— Ну вот пошел, пошел, — засмеялась Таня.
Наша Таня громко плачет. Жаль, в ладоши не захлопала. Моя Татьяна (я, кстати, выбирал жену с именем, вряд ли бы женился на Авроре), кажется, угадывает ту роковую неистребимость в человеке, которая безумный, безмозглый, банальный мир делает волнующим. Она допила кофе, включила телевизор и рассеянно прилегла с каким-то журналом. Я никогда ей не говорил, хотя бы в отместку за “пузцо”, что у нее немного толстоватые лодыжки. Я обожаю ее слезы, гордые, негорькие. Но даже ради того, чтобы увидеть их лишний раз, я никогда бы не сказал: “а у тебя, между прочим, толстоватые лодыжки”. Матовые, мраморные, едва припухлые куличики. Собственно, такие же, как у ее мамы — моей немногословной тещи. Дайте я поцелую этот очаровательный изъян. И вообще тело Татьяны прибывает с каждым днем, как море. Я боюсь дальнейшего округления ее извивов. Фланелевый халатик их не выдерживает. Я боюсь начать безоглядно ревновать. И она уже стесняется своей новой привлекательности.

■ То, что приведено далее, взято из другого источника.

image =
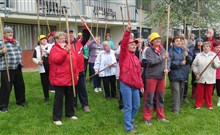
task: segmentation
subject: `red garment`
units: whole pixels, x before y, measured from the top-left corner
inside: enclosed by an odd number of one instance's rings
[[[74,46],[74,43],[72,43],[72,45]],[[77,69],[79,72],[83,72],[84,69],[84,56],[83,56],[83,45],[81,44],[81,42],[79,42],[78,40],[75,41],[75,51],[74,51],[74,55],[77,58]]]
[[[79,75],[78,69],[76,67],[77,61],[74,55],[74,50],[71,48],[72,52],[72,65],[74,73],[74,84],[78,82],[77,76]],[[58,43],[50,51],[49,64],[50,64],[50,83],[54,86],[72,86],[72,77],[70,70],[70,54],[63,48],[60,47]]]
[[[141,78],[141,63],[135,53],[129,52],[129,39],[130,32],[125,31],[119,54],[119,79],[133,88],[140,89],[144,86]]]
[[[212,92],[214,84],[197,83],[196,89],[196,107],[202,107],[203,100],[205,99],[206,107],[212,107]]]
[[[9,42],[9,43],[16,44],[16,41],[15,41],[14,38],[12,38],[12,39],[8,39],[7,37],[4,36],[4,40],[7,41],[7,42]]]
[[[164,114],[164,92],[165,79],[146,79],[146,90],[144,91],[144,111],[143,119],[151,120],[153,115],[153,98],[156,93],[157,118],[165,118]],[[147,100],[147,101],[146,101]]]

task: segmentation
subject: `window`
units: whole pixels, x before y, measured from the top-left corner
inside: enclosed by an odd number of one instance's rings
[[[18,41],[23,50],[33,50],[38,42],[38,26],[29,24],[14,24],[5,23],[5,26],[10,26],[14,30],[14,38]],[[51,26],[51,29],[55,29]],[[47,36],[47,26],[40,26],[41,34]]]
[[[136,0],[136,7],[140,9],[141,1],[143,1],[142,10],[150,10],[150,1]]]

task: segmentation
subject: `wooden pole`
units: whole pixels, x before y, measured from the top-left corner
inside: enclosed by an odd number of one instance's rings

Вдруг меня осенило: чтобы счастливо жить, надо остерегаться: сладости тщеты, крупных городов, долготерпения, слуг анархии, лихорадочности. Я копотливо натыкался на мебель, надевая домашние шаровары, черные с изумрудными лампасами, на резинке у щиколоток (шаловливый подарок жены к годовщине нашей свадьбы).
После вчерашнего побратимства с соседями я решил выйти в коридор с голым торсом. Я обожаю некую этапность, рубеж, ознаменованность приметой, новой вещью, эпатажем.

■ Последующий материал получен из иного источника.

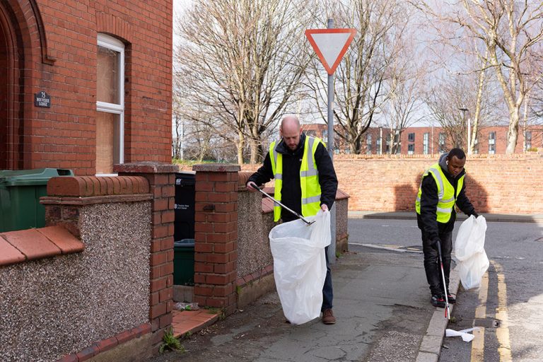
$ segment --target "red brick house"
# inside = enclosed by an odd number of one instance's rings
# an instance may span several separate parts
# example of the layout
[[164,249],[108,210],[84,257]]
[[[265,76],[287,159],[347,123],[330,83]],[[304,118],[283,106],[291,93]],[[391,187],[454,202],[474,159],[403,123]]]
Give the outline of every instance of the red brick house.
[[0,170],[171,162],[171,1],[2,0]]
[[[327,126],[324,124],[303,124],[306,134],[327,141]],[[336,132],[341,132],[338,127]],[[507,126],[492,126],[479,129],[475,141],[475,153],[504,154],[507,146]],[[336,137],[337,140],[339,137]],[[362,153],[380,154],[390,153],[390,130],[384,127],[370,127],[363,135]],[[402,155],[440,153],[452,147],[441,127],[408,127],[402,133],[399,152]],[[340,153],[348,153],[349,147],[339,142]],[[532,126],[525,131],[519,130],[515,153],[525,150],[543,149],[543,126]]]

— Ну что ты, Юра? Может, совсем голяком пойдешь? — приподнявшись с журналом, спросила жена.
Фу, что еще за словечко — “голяком”? Из подворотни. Удивительно, как благообразные девушки бывают восприимчивы ко всяким сленгам, просторечиям и прочим выкидышам “великого и могучего”.

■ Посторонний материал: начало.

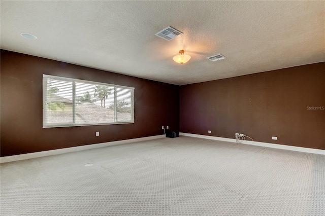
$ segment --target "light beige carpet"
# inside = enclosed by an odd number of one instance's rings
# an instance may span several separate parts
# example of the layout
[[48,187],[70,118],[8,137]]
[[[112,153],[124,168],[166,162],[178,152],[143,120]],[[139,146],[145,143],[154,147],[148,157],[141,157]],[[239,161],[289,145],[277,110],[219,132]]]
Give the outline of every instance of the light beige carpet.
[[324,215],[325,156],[166,138],[3,164],[1,189],[2,215]]

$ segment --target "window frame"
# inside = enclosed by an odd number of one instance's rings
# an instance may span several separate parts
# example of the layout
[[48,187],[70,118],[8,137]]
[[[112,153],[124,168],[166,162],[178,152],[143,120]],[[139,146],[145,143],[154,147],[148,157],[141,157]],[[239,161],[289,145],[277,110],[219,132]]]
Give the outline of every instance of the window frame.
[[[73,123],[47,123],[46,122],[47,103],[46,101],[47,94],[47,80],[48,79],[53,79],[57,80],[61,80],[66,82],[73,82]],[[76,123],[76,82],[85,83],[90,84],[102,85],[110,87],[114,87],[114,122],[100,123]],[[131,120],[130,121],[117,121],[116,119],[116,89],[119,88],[124,89],[129,89],[131,90]],[[56,76],[48,75],[46,74],[43,75],[43,128],[53,128],[53,127],[77,127],[84,126],[94,126],[94,125],[105,125],[113,124],[133,124],[134,123],[134,87],[128,86],[120,86],[118,85],[110,84],[105,83],[101,83],[99,82],[94,82],[85,80],[79,80],[73,78],[69,78],[63,77],[58,77]]]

— После того, что у нас было, чего уж тут стесняться, — загадочно сказал я.
— А что у вас такое было? — не поверила жена.
— Все. Пьянка, слезы. Я даже ручки гадюке целовал. А Горкину говорил, что он самый умный.
— А он что?.. Эх ты. Мне никогда ручки не целовал. Сопьешься.
— Ни за что. Не дождетесь, дщерь Сиона, — сказал я уже в наполовину распахнутую дверь.
Кривляние. Таня никакая не дщерь Сиона, а жаль. Опять кривляние. А я не русский объегоренный народ. Шутка. Приятно прерывать на полуноте. Хлоп. Великое дело — дверь! Неужели я в самом деле никогда, ни одного раза не целовал руки Татьяне?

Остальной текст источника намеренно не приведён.